The Sixth Circuit Court of Appeals recently took a broad view of preemption under the Uniform Trade Secrets Act (UTSA) and held that Ohio’s version of the UTSA preempted state-law claims for tortious interference with prospective business relationships and conspiracy to misappropriate trade secrets because those claims arose from the same set of facts as a trade secret misappropriation claim. Stolle Machinery Co., LLC v. RAM Precision Industries, No. 13-4103 (6th Cir. Mar. 16, 2015). In reaching its holding, the Sixth Circuit noted that federal and state courts across the nation are divided about the scope of trade secret preemption under the UTSA, and the Supreme Court of Ohio has not yet addressed this issue.

The UTSA provides for damages and injunctive relief to a plaintiff whose trade secrets have been misappropriated. The UTSA contains a preemption clause that preempts “conflicting tort, restitutionary and other laws” of a state which provide civil remedies for misappropriation of a trade secret.

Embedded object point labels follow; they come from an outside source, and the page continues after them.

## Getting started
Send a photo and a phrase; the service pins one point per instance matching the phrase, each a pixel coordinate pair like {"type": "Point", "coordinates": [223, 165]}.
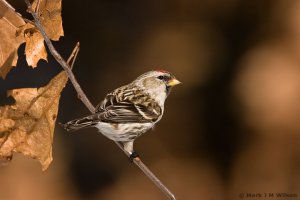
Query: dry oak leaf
{"type": "Point", "coordinates": [35, 48]}
{"type": "Point", "coordinates": [10, 21]}
{"type": "Point", "coordinates": [27, 126]}
{"type": "Point", "coordinates": [49, 12]}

In Stolle Machinery, the Sixth Circuit explained that the scope of the UTSA’s preemption clause runs along at least two axes. First, “courts are divided about whether the UTSA preemption clause should be read literally, to displace, ‘only civil non-contract remedies for misappropriation of a trade secret,’ or whether it should be interpreted more broadly so as ‘to abolish all other causes of action for theft, misuse, misappropriation of any confidential or secret information.’” According to the Sixth Circuit, the majority of courts have taken the broader approach.

Second, courts are split on how to analyze whether a cause of action is based on the misappropriation of trade secrets. Generally, courts have either

  1. compared the elements of the state law claim to the elements of a UTSA claim, or
  2. determined whether the state law claim arises out of the same core of facts that would underlie a potential UTSA claim.

The Sixth Circuit adopted the broader approach and concluded that the UTSA “should be understood to preempt not only causes of action for misappropriation of trade secrets but also causes of action that are based in some way on misappropriation of trade secrets.” The Sixth Circuit also concluded that the test to determine whether a cause of action is based in some way on misappropriation of trade secrets “is to determine whether the claims are no more than a restatement of the same operative facts that formed the basis of the plaintiff’s statutory claim for trade secret misappropriation.” Only where the state-law claim has a factual basis independent from the facts underlying the UTSA claim should the portion of the claim supported by an independent factual basis survive preemption.

Applying this broad view of preemption under the UTSA, the Sixth Circuit held that the UTSA preempted the plaintiff’s claims for tortious interference with business relationships and conspiracy to misappropriate trade secrets. The Sixth Circuit reasoned that the conspiracy claim was dependent on proof of the misappropriation of trade secrets. Moreover, the core of the tortious interference claim hinged on whether the defendants were using “wrongful means” to solicit customers, and this issue, in turn, was dependent on whether the defendants had used certain alleged trade secret information (i.e., confidential customer lists and customer information) without the plaintiff’s consent.

In addition to ruling on the scope of the UTSA preemption clause, the Sixth Circuit also affirmed summary judgment in favor of the defendants on a false advertising claim brought under Section 43(a) of the Lanham Act. The plaintiff brought a false advertising claim because a competitor’s website contained a photograph of a piece of the plaintiff’s machinery that had been refurbished by the competitor. The plaintiff alleged that the display of the photograph constituted a false statement because the competitor was depicting the plaintiff’s equipment bearing the plaintiff’s trademark as the competitor’s own equipment.

The Sixth Circuit rejected the claim because the plaintiff failed to introduce any additional evidence demonstrating that the competitor had done anything other than what it said it had done — that is, posting the picture to illustrate that it was in the business of refurbishing machines made by the plaintiff. Accordingly, the Sixth Circuit saw “no evidence that defendants made a literally false statement.”